I am new to the caret library. I would like to use the train function to run cross-validation on my dataset (using the rpart method for classification). My goal is is to produce learning curves using the data returned from my call to train. The learning curve would plot the dataset size on the x-axis. The error of the predictions on the training and cross validation sets would be plotted as a function of dataset size.
My question is, does caret make predictions on both the training and cv folds?

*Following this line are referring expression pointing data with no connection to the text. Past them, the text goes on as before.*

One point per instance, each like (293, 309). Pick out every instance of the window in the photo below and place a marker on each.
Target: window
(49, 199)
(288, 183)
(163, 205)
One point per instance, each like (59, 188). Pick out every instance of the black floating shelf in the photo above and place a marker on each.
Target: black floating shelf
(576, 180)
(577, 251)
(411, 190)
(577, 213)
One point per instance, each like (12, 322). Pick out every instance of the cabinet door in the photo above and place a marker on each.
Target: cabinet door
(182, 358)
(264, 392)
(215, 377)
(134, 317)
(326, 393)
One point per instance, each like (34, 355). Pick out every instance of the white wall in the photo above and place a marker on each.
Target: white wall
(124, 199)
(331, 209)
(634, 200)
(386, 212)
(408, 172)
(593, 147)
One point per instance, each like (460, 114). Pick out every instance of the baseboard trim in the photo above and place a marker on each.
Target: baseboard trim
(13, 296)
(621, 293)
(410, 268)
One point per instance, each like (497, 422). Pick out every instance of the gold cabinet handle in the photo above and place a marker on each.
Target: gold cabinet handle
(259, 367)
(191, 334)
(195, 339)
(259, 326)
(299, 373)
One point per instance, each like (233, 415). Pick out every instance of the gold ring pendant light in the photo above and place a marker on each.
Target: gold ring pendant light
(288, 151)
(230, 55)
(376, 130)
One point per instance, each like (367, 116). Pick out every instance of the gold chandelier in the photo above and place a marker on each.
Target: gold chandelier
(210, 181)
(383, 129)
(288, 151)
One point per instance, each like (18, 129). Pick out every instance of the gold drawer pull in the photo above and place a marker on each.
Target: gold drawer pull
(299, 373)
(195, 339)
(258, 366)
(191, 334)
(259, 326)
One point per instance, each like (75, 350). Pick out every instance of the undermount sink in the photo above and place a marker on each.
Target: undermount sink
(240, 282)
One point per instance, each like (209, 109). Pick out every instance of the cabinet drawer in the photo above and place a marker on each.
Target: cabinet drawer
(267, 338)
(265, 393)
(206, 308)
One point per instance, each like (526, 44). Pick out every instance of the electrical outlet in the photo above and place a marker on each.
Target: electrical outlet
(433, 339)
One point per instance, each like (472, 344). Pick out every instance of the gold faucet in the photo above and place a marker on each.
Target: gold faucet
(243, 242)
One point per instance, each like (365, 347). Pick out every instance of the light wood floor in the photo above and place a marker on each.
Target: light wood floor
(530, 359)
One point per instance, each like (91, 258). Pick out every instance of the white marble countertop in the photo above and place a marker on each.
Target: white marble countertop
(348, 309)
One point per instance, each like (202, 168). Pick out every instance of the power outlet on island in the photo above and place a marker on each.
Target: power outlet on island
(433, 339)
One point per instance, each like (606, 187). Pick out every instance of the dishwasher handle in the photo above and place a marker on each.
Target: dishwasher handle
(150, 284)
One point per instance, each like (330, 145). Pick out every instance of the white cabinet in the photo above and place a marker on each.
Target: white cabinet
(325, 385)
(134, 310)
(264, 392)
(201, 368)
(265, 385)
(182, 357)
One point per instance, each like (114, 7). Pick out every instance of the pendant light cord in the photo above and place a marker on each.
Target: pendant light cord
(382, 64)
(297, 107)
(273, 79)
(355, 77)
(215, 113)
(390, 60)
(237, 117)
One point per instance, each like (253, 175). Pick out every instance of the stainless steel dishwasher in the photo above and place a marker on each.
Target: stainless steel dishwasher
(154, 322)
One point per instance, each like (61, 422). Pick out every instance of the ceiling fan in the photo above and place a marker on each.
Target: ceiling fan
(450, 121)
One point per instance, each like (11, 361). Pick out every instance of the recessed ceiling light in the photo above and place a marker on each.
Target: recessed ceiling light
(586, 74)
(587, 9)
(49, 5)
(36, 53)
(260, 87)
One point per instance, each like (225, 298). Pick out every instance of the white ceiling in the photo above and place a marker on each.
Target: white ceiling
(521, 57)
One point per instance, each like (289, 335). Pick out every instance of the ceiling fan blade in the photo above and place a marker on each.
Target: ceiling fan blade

If the answer is yes, how would I go about extracting that data?
Assuming the answer is yes, here is a simple code sample that you could append to to illustrate:
library(MASS)
data(biopsy)
biopsy <- biopsy[, -1]
names(biopsy) <- c("thick", "u.size", "u.shape", "adhsn", "s.size", "nucl", "chrom", "n.nuc", "mit", "class")
biopsy.v2 <- na.omit(biopsy)
set.seed(1)
ind <- sample(2, nrow(biopsy.v2), replace = TRUE, prob = c(0.7, + 0.3))
biop.train <- biopsy.v2[ind == 1, ]
tr.model <- caret::train(class ~ ., data= biop.train, trControl = trainControl(method="cv", number=4, verboseIter = FALSE, savePredictions = "final"), method='rpart')
#Can I extract train and cv accuracies from tr.model?
Thanks.
note: I realize that I may need to call train repeatedly with different samples of my dataset (assuming caret doesn't also support this), and that is not reflected in the code sample here.